Trade Finance Compliance: Lessons for the Middle East

Over the past decade, the compliance function of a bank has
largely been seen as managing the customer relationships, from on-boarding to
payments.  Global sanctions, politically exposed persons, and other high-risk
entities have been the primary focus for compliance officers but increasing
regulatory pressure has put greater emphasis on the trade finance areas of a

One of the growing profit centres for a bank, this heightened
attention is bringing increased pressures, and time delays to trade finance
functions globally. In the Middle East, shipping, payment and receiving areas
and the content of goods shipped, all need to be particular areas of focus for
compliance officers.

Entity Compliance

Entity compliance refers to the screening and risk associated with the
parties involved in the trade finance transaction.  It begins with initial
screening of the entities, encompasses the payment of funds and extends all the
way through to who is handling the goods.  For many years, this has been an
area which has been identified as one which the compliance function of a bank
should implement more controls over.  However, internal processes have often
delayed this. 

One such delay is how the financial industry is
gathering entity information during the exchange of a transaction.  Instead of
traditional electronic data gathering methods, this area is still dominated by
paper documents. Globally, bills of landing, letters of credit, and other
documents are utilised in this area instead of open account transactions as
organisations view them as guaranteed trade financing tools. Therefore, unlike
other bank operations that implement digital data gathering methods, trade
finance has allowed entities to circumvent traditional anti-money laundering
(AML) screening in account on-boarding and payments. 

governments and transnational institutions are pushing financial organisations
to do more to prevent trade with sanctioned nations.  Iran in particular, is a
country causing the most problems for Middle Eastern banks. It can prove
difficult to flag, research and identify a trade finance transaction which
might include an Iranian beneficiary, especially in a process still dominated
by paper.

It is critical for Middle Eastern compliance professionals
to push their organisations to modernise and digitise the trade finance entity
process to more easily identify transactions which may involve sanctioned
entities.  Without this, financial institutions in the region will continue to
be at high risk of fines or even the threat of losing their banking licences in
the US and Europe.

Goods Compliance

Goods compliance is a newer area of the compliance function, which has only
started to raise red flags quite recently. Compliance officers at Middle
Eastern banks need to look closer at goods compliance, as regulators are
starting to put more pressure on banks to screen all parties involved due to
country sanctions.  When blanket sanctions against a country such as Iran and
North Korea apply, this is a fairly simple process to implement; in short no
transactions, except very tightly defined exceptions around humanitarian or
other types of aide, are allowed when a beneficiary with Iranian and North
Korean ties are involved.  However, screening becomes much more difficult when
you are dealing with goods shipped to countries without blanket sanctions. 

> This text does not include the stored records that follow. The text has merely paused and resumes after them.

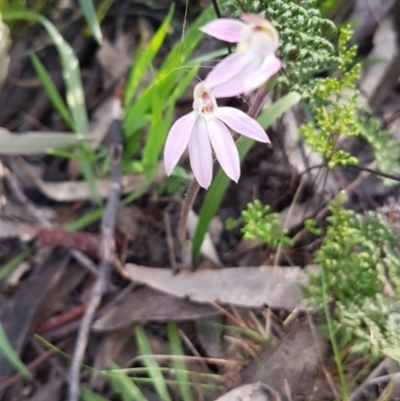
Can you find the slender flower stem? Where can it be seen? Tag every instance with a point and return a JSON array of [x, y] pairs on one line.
[[187, 206], [194, 187]]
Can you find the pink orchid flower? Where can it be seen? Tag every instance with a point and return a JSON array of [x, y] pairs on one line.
[[205, 127], [254, 62]]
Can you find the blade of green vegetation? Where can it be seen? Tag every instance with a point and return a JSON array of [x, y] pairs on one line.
[[170, 74], [73, 85], [221, 182], [69, 63], [12, 357], [7, 268], [34, 142], [156, 376], [91, 18], [95, 215], [179, 366], [124, 386], [144, 59], [161, 124], [51, 90], [89, 395]]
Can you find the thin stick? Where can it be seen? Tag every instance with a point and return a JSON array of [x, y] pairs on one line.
[[107, 251], [187, 206]]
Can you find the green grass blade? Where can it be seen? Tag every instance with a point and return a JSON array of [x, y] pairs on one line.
[[69, 63], [179, 366], [8, 267], [221, 182], [91, 18], [161, 125], [124, 386], [170, 74], [144, 59], [12, 357], [156, 376], [51, 90], [89, 395], [73, 84]]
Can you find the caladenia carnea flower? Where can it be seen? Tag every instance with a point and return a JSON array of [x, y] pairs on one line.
[[254, 61], [207, 128]]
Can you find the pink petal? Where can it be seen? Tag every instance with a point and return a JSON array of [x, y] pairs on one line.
[[241, 123], [225, 148], [226, 69], [235, 85], [200, 153], [255, 19], [268, 69], [177, 140], [224, 29]]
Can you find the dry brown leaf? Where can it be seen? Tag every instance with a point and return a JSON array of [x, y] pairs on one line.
[[146, 304], [252, 287], [13, 229], [292, 364]]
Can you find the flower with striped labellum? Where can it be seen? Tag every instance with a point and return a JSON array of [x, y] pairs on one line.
[[254, 61], [207, 128]]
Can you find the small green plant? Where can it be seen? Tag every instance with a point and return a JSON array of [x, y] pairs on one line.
[[360, 280], [304, 45], [334, 105], [261, 223]]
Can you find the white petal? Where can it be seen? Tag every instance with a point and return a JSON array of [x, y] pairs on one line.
[[226, 69], [224, 29], [177, 140], [241, 123], [268, 69], [225, 148], [236, 84], [200, 153]]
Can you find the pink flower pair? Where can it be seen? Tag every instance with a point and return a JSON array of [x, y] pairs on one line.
[[253, 64]]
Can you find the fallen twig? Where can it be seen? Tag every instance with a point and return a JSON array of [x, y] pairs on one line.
[[107, 251]]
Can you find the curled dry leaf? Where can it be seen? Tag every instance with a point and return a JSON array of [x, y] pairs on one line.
[[293, 364], [252, 287], [146, 304], [254, 392]]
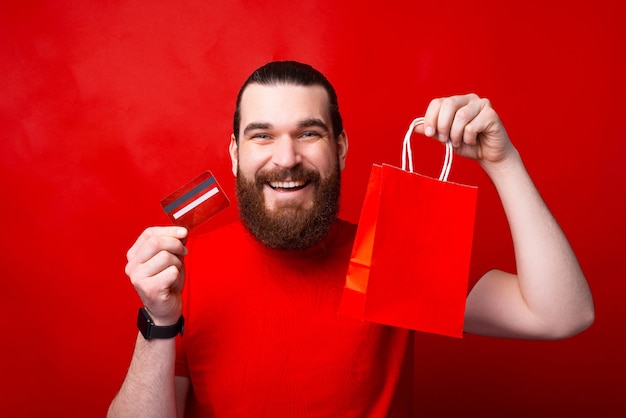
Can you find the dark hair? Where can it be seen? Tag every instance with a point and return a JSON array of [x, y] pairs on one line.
[[296, 73]]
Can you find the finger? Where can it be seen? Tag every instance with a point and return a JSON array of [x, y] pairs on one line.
[[157, 289], [157, 231], [151, 244], [430, 118], [159, 262], [463, 128]]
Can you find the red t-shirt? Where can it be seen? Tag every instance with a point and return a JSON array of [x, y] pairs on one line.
[[263, 337]]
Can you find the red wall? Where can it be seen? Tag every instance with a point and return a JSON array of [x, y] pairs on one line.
[[105, 107]]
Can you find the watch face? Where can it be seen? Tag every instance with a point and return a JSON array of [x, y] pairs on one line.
[[144, 323], [149, 330]]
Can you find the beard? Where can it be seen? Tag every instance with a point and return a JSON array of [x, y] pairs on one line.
[[289, 226]]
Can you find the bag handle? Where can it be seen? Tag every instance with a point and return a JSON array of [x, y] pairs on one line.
[[406, 152]]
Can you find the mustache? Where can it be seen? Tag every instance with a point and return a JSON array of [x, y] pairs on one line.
[[297, 173]]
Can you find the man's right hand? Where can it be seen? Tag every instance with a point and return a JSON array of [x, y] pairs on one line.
[[155, 267]]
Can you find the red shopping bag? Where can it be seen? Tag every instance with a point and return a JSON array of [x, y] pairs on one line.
[[410, 260]]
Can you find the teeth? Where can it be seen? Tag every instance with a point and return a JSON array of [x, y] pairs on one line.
[[286, 184]]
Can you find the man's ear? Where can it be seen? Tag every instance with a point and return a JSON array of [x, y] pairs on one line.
[[342, 149], [233, 150]]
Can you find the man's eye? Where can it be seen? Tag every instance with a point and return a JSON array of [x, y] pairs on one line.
[[310, 134]]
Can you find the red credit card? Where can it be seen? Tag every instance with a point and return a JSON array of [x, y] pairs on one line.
[[196, 201]]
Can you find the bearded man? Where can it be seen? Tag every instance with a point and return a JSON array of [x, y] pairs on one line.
[[262, 335]]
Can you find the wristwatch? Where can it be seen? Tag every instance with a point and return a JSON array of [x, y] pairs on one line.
[[149, 330]]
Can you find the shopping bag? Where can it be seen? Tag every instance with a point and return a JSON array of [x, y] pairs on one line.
[[410, 260]]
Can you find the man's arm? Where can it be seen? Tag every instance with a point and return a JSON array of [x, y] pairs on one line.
[[549, 297], [155, 268], [150, 388]]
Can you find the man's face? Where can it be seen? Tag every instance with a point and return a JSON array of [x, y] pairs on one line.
[[287, 164]]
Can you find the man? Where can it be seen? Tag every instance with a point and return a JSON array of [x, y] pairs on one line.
[[262, 336]]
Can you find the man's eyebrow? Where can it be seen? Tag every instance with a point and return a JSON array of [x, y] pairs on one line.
[[314, 122], [256, 125]]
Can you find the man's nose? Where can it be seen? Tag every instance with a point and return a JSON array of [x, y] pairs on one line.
[[286, 152]]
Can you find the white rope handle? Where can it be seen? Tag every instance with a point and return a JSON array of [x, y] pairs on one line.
[[407, 153]]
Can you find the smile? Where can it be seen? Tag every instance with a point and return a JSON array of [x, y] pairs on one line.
[[287, 185]]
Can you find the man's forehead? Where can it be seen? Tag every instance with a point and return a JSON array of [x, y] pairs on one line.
[[258, 99]]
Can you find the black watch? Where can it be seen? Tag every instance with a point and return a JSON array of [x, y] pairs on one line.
[[149, 330]]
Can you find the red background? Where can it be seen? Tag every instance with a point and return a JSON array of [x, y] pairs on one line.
[[106, 107]]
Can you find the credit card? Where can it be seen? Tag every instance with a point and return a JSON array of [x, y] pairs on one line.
[[196, 201]]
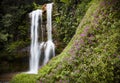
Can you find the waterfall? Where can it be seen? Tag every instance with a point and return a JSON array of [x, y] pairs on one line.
[[38, 50], [35, 49], [50, 47]]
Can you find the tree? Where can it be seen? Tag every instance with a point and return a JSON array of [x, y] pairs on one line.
[[93, 53]]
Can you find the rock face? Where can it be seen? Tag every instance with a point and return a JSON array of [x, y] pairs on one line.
[[93, 54]]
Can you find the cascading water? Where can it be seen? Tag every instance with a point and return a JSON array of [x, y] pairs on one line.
[[50, 47], [35, 49], [46, 50]]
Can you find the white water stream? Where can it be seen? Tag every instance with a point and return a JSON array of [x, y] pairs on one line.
[[36, 47]]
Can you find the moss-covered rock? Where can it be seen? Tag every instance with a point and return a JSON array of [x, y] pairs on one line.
[[93, 54]]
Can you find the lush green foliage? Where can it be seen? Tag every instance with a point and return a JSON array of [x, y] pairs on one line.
[[66, 17], [15, 23], [93, 54]]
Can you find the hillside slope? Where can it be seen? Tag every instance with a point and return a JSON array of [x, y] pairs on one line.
[[93, 54]]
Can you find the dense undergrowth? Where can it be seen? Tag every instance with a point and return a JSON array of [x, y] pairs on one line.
[[15, 28], [93, 54]]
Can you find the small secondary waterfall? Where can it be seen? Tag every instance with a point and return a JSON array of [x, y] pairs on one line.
[[36, 50], [50, 49]]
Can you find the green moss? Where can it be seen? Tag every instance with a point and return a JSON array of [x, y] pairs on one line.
[[93, 54]]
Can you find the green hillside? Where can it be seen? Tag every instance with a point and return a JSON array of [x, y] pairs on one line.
[[93, 54]]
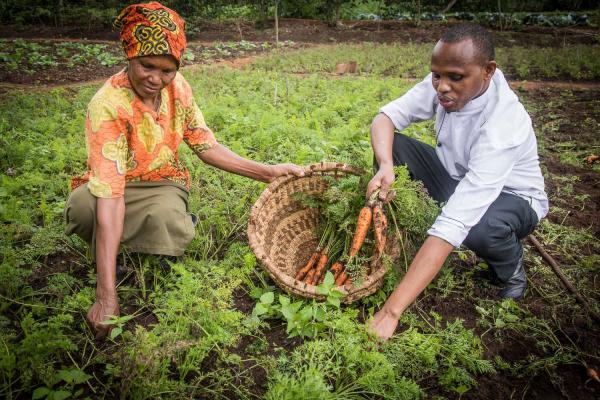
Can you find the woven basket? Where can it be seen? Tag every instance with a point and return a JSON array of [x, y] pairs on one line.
[[282, 232]]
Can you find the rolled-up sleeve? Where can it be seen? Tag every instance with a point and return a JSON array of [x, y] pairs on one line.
[[416, 105], [196, 134], [488, 169], [108, 150]]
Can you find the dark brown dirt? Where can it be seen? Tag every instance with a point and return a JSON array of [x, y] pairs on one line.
[[563, 116], [33, 75], [315, 31]]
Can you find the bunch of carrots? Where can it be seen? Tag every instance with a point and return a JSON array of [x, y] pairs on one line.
[[329, 248]]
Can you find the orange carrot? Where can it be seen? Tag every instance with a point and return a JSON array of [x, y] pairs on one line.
[[310, 276], [342, 277], [336, 268], [320, 267], [380, 228], [362, 227], [311, 261]]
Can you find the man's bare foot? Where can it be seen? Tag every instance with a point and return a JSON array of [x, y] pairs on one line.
[[383, 324], [101, 311]]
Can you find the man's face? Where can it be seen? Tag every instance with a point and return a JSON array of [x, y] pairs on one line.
[[458, 75]]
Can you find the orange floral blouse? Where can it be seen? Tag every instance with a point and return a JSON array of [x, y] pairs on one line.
[[127, 141]]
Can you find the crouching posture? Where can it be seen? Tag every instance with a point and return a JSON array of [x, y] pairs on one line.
[[484, 167], [135, 191]]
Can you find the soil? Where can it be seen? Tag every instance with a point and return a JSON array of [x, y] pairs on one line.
[[29, 75], [578, 116], [315, 31], [299, 31]]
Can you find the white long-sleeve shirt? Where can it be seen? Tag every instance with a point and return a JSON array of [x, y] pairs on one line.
[[488, 146]]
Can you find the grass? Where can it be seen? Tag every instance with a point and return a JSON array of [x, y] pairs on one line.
[[187, 336]]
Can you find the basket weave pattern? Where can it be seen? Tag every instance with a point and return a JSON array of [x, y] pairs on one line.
[[282, 231]]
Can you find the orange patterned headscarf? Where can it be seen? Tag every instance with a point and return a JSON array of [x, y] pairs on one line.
[[151, 29]]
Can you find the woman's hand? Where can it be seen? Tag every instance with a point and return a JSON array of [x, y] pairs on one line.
[[278, 170]]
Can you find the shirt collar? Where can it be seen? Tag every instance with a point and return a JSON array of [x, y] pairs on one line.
[[479, 103]]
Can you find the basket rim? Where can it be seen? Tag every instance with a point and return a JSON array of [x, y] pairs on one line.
[[369, 285]]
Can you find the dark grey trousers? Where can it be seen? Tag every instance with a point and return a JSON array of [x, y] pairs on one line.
[[497, 236]]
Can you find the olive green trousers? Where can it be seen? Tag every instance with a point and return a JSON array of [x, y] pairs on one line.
[[156, 218]]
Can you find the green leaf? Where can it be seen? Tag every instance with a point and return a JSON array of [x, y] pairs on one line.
[[462, 389], [115, 332], [284, 300], [306, 313], [334, 301], [320, 314], [328, 281], [60, 395], [267, 298], [256, 292], [40, 393], [322, 290], [260, 309]]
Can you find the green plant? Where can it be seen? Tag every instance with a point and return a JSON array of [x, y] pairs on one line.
[[305, 319], [70, 379]]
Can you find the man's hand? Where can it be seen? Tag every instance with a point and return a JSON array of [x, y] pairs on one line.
[[382, 180], [384, 324], [101, 311], [278, 170]]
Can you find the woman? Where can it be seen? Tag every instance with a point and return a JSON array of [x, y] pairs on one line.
[[135, 190]]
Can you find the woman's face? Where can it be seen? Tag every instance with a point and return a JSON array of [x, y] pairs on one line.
[[149, 74]]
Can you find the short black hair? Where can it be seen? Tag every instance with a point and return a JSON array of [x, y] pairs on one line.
[[481, 38]]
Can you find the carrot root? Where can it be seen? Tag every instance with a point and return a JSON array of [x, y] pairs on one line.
[[342, 277], [362, 227], [380, 225], [320, 267], [301, 274]]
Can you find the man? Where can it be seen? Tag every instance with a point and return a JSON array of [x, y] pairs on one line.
[[484, 167], [135, 191]]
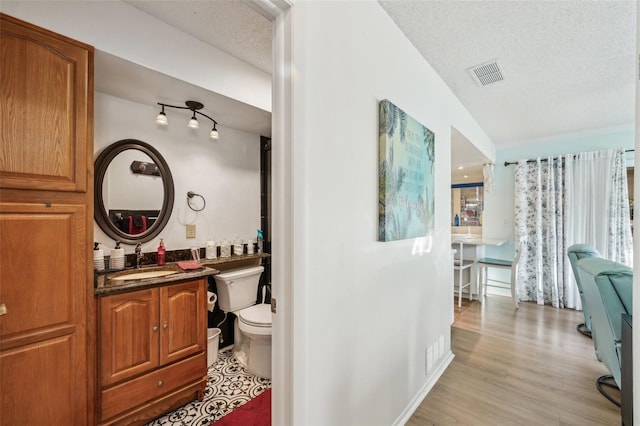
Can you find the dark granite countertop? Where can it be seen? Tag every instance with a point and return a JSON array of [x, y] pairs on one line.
[[107, 282]]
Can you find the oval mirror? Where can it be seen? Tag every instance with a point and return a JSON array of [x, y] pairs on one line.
[[133, 192]]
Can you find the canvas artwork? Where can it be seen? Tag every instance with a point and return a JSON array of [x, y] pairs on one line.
[[406, 175]]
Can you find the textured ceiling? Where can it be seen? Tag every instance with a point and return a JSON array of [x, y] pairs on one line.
[[568, 64], [229, 25]]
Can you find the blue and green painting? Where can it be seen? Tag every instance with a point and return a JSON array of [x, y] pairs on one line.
[[406, 175]]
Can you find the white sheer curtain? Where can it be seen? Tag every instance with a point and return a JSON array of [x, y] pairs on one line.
[[563, 201]]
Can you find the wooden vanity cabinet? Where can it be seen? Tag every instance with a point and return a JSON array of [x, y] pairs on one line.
[[152, 351]]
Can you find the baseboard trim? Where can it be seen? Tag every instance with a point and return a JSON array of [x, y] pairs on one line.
[[424, 390]]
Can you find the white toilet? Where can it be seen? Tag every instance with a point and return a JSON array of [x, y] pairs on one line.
[[237, 290]]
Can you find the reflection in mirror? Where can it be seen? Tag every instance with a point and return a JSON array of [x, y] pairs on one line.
[[135, 209], [131, 206]]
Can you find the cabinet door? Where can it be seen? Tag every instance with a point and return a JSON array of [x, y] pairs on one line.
[[46, 103], [129, 334], [183, 320], [43, 286]]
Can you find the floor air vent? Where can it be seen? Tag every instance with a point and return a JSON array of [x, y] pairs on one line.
[[487, 73]]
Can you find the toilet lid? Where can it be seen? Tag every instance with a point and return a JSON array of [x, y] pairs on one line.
[[257, 315]]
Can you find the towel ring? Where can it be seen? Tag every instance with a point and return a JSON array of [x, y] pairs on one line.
[[192, 194]]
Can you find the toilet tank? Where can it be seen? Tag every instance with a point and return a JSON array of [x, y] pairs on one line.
[[238, 288]]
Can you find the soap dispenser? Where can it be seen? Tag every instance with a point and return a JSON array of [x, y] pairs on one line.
[[98, 257], [260, 240], [161, 253], [116, 260]]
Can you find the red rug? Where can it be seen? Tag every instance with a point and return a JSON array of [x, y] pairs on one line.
[[256, 412]]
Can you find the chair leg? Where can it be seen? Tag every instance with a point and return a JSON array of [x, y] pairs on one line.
[[582, 328], [607, 381]]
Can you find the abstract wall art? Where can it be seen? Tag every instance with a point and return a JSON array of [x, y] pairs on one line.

Within most systems that compliance officers have access to, the
ability to get this information is likely not available.  The main issue for
Middle East banks in the trade finance realm is that government regulators are
increasingly looking to the institutions to help monitor these shipments
instead of relying solely on shipping agents to do so.  Also, as the
underwriters of credit for these shipments, banks are now ‘on the hook’ should
anything go awry.

Criminal gangs operating globally cause further
issues for banks, capitalising on the huge sums of money flowing through the
trade finance industry and inefficient processes to defraud, evade taxes and
launder money through the system in highly complicated ways.  Just as account
on-boarding, wires and payments were manipulated over a decade ago, trade
finance is now the ‘go to’ area for these types of activities and so Middle
East compliance officers should be wary.

Globally, the compliance
industry is recognising that this function is more complicated and more
integral than ever in the day-to-day operations of a bank.  From on-boarding,
to payments, to credit risk and now trade finance, the Middle East compliance
officer must have intimate knowledge of all aspects of the bank.  Along with
this, they must have access to the tools and data necessary to effectively
monitor report and enable compliance for the bank.